I had already dropped out of college by then to pursue student organizing full-time, and soon co-founded and began coordinating the Energy Action Coalition. Two years after we had first met, Jared was elected National Director of the Sierra Student Coalition, the student arm of the Sierra Club and one of the biggest partner organizations of Energy Action. We spent two years working together to build the Campus Climate Challenge, and organize the first national student climate summit, Power Shift, in 2007. When Jared’s two terms with the SSC were over, he told me he wanted to write a book. Doubtful again, I wished him the best of luck.
So when I got a copy of his book, Next Generation Democracy, in the mail just a week ago, I was chagrined again as I found myself tearing through it in just a few sittings. The book details how a range of new, web-enabled tools, combined with a newly global, progressive and tech-savvy generation is poised to change the world. He tells the stories behind well-known open-source projects like Linux and Wikipedia, but also unearths some of the most cutting edge approaches like the Deliberatorium, Legislation 2.0, 21st Century Town Meetings and other efforts that hold real promise for fixing our Democracy at a time when such hope can be hard to come by.
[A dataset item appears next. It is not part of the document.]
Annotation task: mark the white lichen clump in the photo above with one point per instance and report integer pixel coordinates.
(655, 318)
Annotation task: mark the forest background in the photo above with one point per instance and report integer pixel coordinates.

A couple of years into the Obama presidency, we are now confronted with the stark realization that truly transformational progress will not be made on any major social challenge until the underlying dysfunction of a ‘pay to play, keep people at bay” system in Congress is addressed…
Where might we look for progress instead? I believe that to get at the root blockages of transformational progress, we must address the disenfranchisement of the American and global public from the decision-making institutions of our society. As author Don Tapscott has written, ‘real change seems glacial…What the current system lacks are mechanisms enabling government to benefit on an ongoing basis from the wisdom and insight that a nation can collectively offer.’
Indeed, while the defining ideological debate of the previous generation concerned the proper size of government, for the Millennial generation the pressing question should be the nature — open versus closed, collaborative versus zero sum — of our very process of government.
Democracy is an ancient idea, and our Democracy here in America is the oldest continuous government in the world. When you consider the incredible gridlock and corruption in our current system against the massive problems on both the domestic and global level it is required to deal with, it’s hard not to feel like we need a tune-up. Jared’s book is as good a primer on these issues as I’ve read, and a good fun read as well.